Baik yang sudah lama
terjadi, maupun melalui wajah barunya, enclosure
selalu diiringi dengan perjuangan dari orang-orang yang mengorganisir diri
untuk membentuk pertahanan. Keduanya kekuatan – kapital dan perlawanan – tersebut,
diletakkan oleh De Angelis pada konsep “double
movement” Karl Polanyi. Pada satu sisi, ada sejarah pasar besar yang tidak
memiliki batasan sehingga dapat menghancurkan masyarakat, dan di sisi lain ada
kecenderungan masyarakat untuk mempertahankan diri. Ini yang kemudian
membedakan perlawanan ‘isme’ yang dilakukan Marx berbeda dengan apa yang
dilakukan agen-agen double movement dari akar rumput.

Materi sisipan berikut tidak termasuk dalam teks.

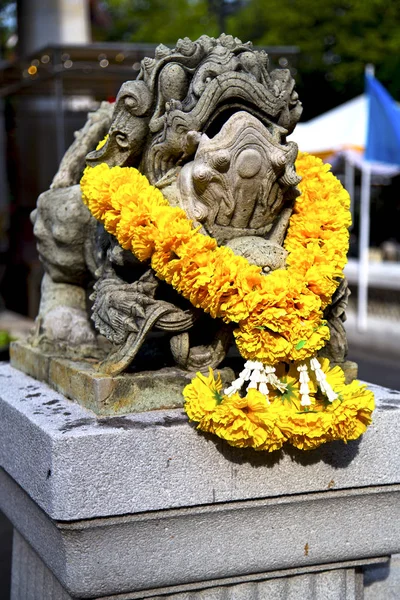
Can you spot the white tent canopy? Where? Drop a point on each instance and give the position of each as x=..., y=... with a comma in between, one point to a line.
x=341, y=131
x=342, y=128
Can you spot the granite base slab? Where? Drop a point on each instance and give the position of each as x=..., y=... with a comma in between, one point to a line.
x=105, y=394
x=172, y=551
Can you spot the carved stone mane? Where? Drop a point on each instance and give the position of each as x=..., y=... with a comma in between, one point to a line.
x=206, y=122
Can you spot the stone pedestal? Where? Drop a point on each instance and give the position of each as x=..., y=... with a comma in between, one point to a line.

De Angelis melalui artikelnya
membawa optimisme bagi para gerakan akar rumput, bahwa kemudian yang mereka lakukan
bukanlah tindakan yang tidak ada artinya jika (harus) dibandingkan dengan
revolusi yang digagas oleh Marx. Namun, ini pula yang menjadi celah dalam
artikel De Angelis, jika memang benar tujuannya adalah optimisme itu. Ia tidak
lebih jauh melakukan analisa terhadap dampak dari apa yang dilakukan gerakan
perlawanan akar rumput, seperti dia, dan ahli lain, telah menyelami dampak
dari enclosure, dulu dan kini.
Anievas, A., & Nisancioglu, K. (2014). How
the West Come to Rule. Pluto Press.
De Angelis, M. (2004). Separating the Doing
and the Deed: Capital and the Continuous Character of Enclosures. Historical
Materialism, volume 12:2 (57–87).
Hardin, G. (1968). The Tragedy of the
Commons. Science, New Series, Vol. 162, No. 3859 , 1243-1248.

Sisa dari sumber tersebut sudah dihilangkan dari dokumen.